1. Be careful to acquaint yourself with the best means of exit from the house both at the top and bottom.

2. On the first alarm, reflect before you act. If in bed at the time, wrap yourself in a blanket, or bedside carpet; open no more doors or windows than are absolutely necessary, and shut every door after you.

3. There is always from eight to twelve inches of pure air close to the ground: if you cannot therefore walk upright through the smoke, drop on your hands and knees, and thus progress. A wetted silk handkerchief, a piece of flannel, or a worsted stocking drawn over the face, permits breathing, and, to a great extent, excludes the smoke.

4. If you can neither make your way upwards nor downwards, get into a front room: if there is a family, see that they are all collected here, and keep the door closed as much as possible, for remember that smoke always follows a draught, and fire always rushes after smoke.

5. On no account throw yourself, or allow others to throw themselves, from the window. If no a.s.sistance is at hand, and you are in extremity, tie the sheets together, and, having fastened one end to some heavy piece of furniture, let down the women and children one by one, by tying the end of the line of sheets round the waist and lowering them through the window that is over the door, rather than through one that is over the area. You can easily let yourself down when the helpless are saved.

6. If a woman's clothes should catch fire, let her instantly roll herself over and over on the ground; if a man be present, let him throw her down and do the like, and then wrap her in a rug, coat, or the first _woollen_ thing that is at hand.

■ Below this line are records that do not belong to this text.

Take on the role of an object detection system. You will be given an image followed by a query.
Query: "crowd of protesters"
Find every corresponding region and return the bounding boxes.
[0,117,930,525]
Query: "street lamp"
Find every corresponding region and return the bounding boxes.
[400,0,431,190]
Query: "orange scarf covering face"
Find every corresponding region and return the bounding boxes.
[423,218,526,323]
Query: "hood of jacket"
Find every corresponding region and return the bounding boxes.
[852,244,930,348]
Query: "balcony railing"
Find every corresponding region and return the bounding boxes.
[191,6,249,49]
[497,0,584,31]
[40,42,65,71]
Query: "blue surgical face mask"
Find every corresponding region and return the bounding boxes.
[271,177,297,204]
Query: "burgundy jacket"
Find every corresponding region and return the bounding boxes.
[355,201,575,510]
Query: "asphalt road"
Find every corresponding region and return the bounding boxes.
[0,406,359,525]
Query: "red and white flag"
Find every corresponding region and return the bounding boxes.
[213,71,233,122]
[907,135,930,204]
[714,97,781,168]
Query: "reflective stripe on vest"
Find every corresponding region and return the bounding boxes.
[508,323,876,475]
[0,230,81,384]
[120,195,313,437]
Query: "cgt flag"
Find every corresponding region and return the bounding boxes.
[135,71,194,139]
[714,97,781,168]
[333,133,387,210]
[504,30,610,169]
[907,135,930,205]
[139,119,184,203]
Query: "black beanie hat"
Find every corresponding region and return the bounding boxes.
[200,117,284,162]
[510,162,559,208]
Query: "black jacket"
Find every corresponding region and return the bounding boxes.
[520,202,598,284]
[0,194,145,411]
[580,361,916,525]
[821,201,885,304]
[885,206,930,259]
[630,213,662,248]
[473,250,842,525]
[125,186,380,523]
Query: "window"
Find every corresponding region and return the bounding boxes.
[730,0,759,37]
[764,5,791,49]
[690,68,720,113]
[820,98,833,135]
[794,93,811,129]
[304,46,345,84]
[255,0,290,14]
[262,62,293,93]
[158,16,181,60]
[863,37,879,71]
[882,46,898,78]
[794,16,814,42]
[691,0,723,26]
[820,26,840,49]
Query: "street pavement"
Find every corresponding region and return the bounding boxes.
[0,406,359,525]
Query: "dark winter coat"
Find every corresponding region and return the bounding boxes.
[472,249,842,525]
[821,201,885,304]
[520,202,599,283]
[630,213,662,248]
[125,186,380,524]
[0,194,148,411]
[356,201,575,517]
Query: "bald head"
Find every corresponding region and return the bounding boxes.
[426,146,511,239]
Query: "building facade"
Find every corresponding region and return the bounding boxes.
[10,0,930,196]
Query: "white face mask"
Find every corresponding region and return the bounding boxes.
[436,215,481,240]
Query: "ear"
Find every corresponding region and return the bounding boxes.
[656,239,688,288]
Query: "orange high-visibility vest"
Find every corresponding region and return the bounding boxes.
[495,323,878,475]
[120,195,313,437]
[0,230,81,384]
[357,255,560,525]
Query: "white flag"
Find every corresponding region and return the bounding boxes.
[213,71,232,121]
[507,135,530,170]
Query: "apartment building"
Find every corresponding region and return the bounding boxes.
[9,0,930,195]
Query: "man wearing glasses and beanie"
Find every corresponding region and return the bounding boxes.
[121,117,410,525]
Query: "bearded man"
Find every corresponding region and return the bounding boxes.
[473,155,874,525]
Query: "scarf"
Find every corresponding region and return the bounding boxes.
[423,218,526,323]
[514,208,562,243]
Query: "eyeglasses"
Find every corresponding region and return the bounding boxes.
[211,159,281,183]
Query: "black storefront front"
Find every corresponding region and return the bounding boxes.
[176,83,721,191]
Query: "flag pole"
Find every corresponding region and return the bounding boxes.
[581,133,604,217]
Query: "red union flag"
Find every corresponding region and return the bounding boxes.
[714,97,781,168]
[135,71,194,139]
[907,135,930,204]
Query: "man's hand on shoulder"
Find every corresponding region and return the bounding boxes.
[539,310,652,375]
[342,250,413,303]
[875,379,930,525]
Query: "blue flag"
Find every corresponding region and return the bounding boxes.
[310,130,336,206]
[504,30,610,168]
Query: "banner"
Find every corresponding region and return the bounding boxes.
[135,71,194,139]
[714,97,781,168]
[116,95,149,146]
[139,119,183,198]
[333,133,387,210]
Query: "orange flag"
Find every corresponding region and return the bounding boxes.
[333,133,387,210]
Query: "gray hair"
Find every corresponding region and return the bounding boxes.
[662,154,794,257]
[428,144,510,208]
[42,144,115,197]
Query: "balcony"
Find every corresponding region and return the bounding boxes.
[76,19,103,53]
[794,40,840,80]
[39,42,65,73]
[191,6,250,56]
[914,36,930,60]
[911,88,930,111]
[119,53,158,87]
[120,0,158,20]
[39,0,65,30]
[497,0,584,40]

7. Bystanders, the instant they see a fire, should run for the fire-escape, or to the police station if that is nearer, where a "jumping-sheet" is always to be found.

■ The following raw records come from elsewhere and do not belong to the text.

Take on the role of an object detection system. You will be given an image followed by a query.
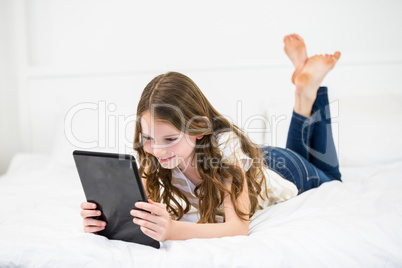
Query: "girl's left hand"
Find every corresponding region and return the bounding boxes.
[130,199,173,242]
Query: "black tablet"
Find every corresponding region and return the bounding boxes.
[73,150,160,248]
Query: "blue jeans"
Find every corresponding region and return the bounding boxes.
[261,87,341,194]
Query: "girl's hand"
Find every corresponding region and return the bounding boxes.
[81,202,106,233]
[130,199,173,241]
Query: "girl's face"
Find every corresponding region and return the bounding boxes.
[141,111,197,171]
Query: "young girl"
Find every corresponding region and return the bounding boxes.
[81,34,341,241]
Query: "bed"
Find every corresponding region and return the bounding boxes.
[0,70,402,267]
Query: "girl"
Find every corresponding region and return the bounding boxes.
[81,34,341,241]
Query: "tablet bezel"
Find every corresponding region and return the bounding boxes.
[73,150,160,248]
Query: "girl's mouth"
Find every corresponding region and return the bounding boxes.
[158,156,175,163]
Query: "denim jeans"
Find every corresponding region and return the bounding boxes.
[261,87,341,194]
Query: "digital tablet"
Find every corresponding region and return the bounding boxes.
[73,150,160,248]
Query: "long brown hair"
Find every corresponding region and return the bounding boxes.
[134,72,265,223]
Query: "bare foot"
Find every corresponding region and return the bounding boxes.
[295,51,341,117]
[283,34,307,84]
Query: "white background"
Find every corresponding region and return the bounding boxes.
[0,0,402,174]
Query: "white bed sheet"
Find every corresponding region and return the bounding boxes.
[0,155,402,267]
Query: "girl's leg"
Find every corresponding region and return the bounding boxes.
[286,87,341,180]
[280,35,341,192]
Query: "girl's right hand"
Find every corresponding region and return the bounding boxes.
[81,202,106,233]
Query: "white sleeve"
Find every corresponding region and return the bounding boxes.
[218,132,253,172]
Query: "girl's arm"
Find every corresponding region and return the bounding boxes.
[131,171,249,241]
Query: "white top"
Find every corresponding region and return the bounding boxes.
[172,132,298,219]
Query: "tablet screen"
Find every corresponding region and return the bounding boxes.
[73,151,159,248]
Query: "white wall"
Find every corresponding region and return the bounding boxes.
[0,1,21,174]
[0,0,402,173]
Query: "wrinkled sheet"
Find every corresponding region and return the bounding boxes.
[0,155,402,267]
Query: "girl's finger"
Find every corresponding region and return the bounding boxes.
[81,210,102,218]
[135,202,166,215]
[84,218,106,227]
[140,226,159,241]
[84,226,105,233]
[81,202,96,209]
[130,209,158,223]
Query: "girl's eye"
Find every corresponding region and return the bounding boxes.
[142,136,152,141]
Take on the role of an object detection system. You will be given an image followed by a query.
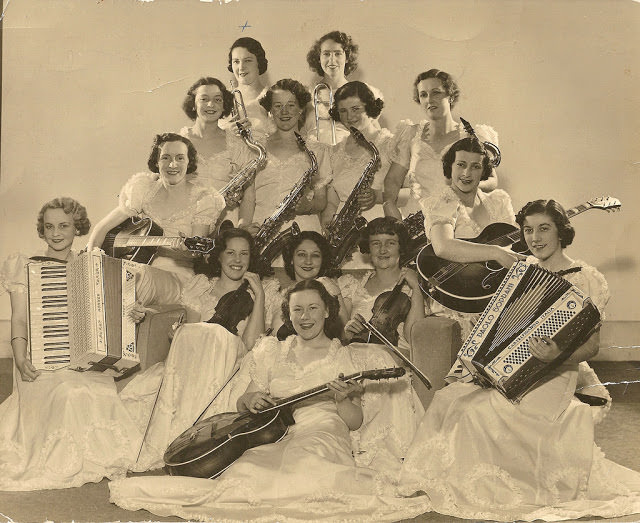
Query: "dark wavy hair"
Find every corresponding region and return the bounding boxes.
[358,216,411,256]
[259,78,311,112]
[307,31,358,76]
[147,133,198,174]
[516,200,576,249]
[36,196,91,238]
[413,69,460,108]
[193,227,257,278]
[227,36,269,74]
[329,80,384,122]
[182,76,233,120]
[282,231,339,280]
[282,280,342,339]
[442,137,493,180]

Dancers, and those that are accustomed to wear light muslins and other inflammable articles of clothing, when they are likely to come in contact with the gas, would do well to remember, that by steeping them in a solution of alum they would not be liable to catch fire. If the rule were enforced at theatres, we might avoid any possible recurrence of such a catastrophe as happened at Drury Lane in 1844, when poor Clara Webster was so burnt before the eyes of the audience, that she died in a few days.

During the twenty-one years that the Brigade has been in existence the firemen have been called out needlessly no less than 1,695 times, often indeed mischievously; for there are some idle people who think it amusing to send the men and engines miles away to imaginary fires. In most cases, however, these false alarms have originated in the over-anxiety of persons, who have hastened to the station for a.s.sistance, deceived by lights which they fancied to be of a suspicious character. Nature herself now and then gives a false alarm, and puts the Brigade to infinite trouble by her vagaries. Not only the men at one station, but nearly half of the entire force, were employed in November, 1835, from 11 P.M. to 6 A.M. on the succeeding morning, in running after the _aurora borealis_. Some of the dozen engines out on that occasion reached as far as Kilburn and Hampstead in search of those evanescent lights, which exactly simulated extensive fires. In the succeeding year the red rays of the rising sun took in some credulous members of the Brigade, and led them with their engines full swing along the Commercial and Mile-End Roads. Whilst on this false scent they came upon a real fire, which, although inferior to great Sol himself in grandeur, was far more remunerative, as the G.o.d of Morning knows nothing about rewards to first, second, and third engines.

The most remarkable and universal false alarm caused by the play of the northern lights was in the autumn of this same year, when the whole north-eastern horizon seemed possessed by an angry conflagration, from which huge clouds of smoke appeared to roll away. On this occasion the public, as well as the firemen, were deceived: crowds poured forth from the West-end on foot and in carriages to see what they imagined to be a grand effect of the "devouring element;" and thirteen engines turned out with the full impression that a whole suburb of the metropolis was in flames.